It would be useful to acknowledge that we all harbour prejudices of one kind or another which merely means that we have preconceived notions of the attributes of individuals, groups, organisations, regions or any other entity. Such preconceptions are based on our limited experience and observation and on the home, school, peer group or community environment.

Generally, we do not examine the bases of our own prejudices (some conscious, others unconscious) to determine their validity. Indeed, it would be impractical to do so in every instance. However, when these prejudices give rise to vehement emotions which culminate in demeaning and offensive characterisation of others, there is need to examine the basis of the intensity of these prejudices as they can generate antagonism between groups and create unwanted tension and antipathy in the society.

It is in this context that we need to have further and more substantial discussion on race, the persistence of negative stereotypes and the grievances which fuel the animosity of one group against another. I therefore endorse the various pleas for candid dialogue and as dispassionate and objective an examination as possible into this volatile aspect of our existence in this land. On many occasions in writing in the Press I had advocated for such an enquiry.

I recall a few years ago receiving a phone call from Reggie Dumas referring to a column I had written about the stereotypes by which Afro-Trinidadians and Indo-Trinidadians identify each other. He said that he had also broached the subject of race prejudice in his writings and empathised with my advocacy for an in-depth examination of the subject.

The question is how should we approach such an investigation.
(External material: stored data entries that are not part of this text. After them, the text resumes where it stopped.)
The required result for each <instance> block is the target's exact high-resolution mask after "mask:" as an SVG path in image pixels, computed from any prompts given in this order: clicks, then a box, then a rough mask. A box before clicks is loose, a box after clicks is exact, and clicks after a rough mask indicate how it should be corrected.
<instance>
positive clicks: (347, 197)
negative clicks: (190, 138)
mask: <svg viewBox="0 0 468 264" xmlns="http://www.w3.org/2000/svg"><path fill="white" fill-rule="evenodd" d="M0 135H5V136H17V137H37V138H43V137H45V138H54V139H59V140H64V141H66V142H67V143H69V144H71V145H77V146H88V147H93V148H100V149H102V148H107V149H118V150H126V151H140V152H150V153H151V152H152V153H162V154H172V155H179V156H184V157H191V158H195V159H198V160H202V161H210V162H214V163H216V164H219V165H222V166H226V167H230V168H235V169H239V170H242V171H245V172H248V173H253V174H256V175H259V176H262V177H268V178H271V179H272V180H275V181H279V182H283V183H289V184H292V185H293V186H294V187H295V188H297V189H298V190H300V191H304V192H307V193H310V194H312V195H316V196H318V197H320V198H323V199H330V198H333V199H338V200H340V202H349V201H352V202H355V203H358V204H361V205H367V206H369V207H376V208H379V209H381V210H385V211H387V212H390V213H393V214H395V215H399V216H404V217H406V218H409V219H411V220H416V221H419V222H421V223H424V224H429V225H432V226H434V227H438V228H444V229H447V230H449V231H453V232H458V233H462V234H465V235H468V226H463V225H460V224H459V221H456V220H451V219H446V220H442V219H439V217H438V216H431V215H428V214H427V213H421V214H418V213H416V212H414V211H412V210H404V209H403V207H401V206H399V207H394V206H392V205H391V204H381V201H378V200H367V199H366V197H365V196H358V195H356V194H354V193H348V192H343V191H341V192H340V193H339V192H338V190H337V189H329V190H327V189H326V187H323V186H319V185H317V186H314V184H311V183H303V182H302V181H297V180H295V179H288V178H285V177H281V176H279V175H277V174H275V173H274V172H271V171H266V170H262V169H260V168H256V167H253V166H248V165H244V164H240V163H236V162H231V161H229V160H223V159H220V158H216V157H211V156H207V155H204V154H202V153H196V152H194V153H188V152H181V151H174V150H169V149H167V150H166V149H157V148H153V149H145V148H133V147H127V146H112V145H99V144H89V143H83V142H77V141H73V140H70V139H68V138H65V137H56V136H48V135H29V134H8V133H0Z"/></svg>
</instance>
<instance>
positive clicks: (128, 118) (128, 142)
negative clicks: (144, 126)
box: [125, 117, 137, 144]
I think that there should be candour and an honest attempt to constructively engage the subject based, in part, on as much credible data that may be available. While there is need to accommodate as many viewpoints as possible, it would be necessary to provide only limited exposure to extremist and non-constructive fulminations on both sides of the ethnic divide.

We ought not to allow the use of such an enquiry to become a platform for propaganda. In procedural terms, there will be need to identify the sources of prejudice and the socialisation role of the home and the community environment in this regard. Investigation should also incorporate the role of the media, the education system, civil society and the State since prejudice does not exist in a social vacuum.

Certainly, the issue cannot be usefully interrogated if it is influenced by a claim of untainted, sanctimonious behaviour by one group and the assignment of all culpability to the other as seems to be the case in the current commentary on the facebook rant of one individual. It would greatly enhance the integrity of the project if the leading collaborators have significant national credibility and are supported by the appropriate research capability.

The publication of the results of such an enquiry is not a panacea for the problem of inter-ethnic relations in this society particularly between Afro and Indo-Trinidadians. However, they would serve to throw necessary light on long-cherished attitudes, beliefs and assumptions and expose the possible innocence, perversity or convoluted thinking on which they are based.

At the end of the day, some views will be altered while others will remain steadfast. However, such an exercise will surely add to our general education and knowledge of ourselves as a society and possibly modulate the perspective of critical elements of the public and of opinion makers. I think that it will also contribute to a partial dissipation of antagonism, animosity and distrust between the two major ethnic groups.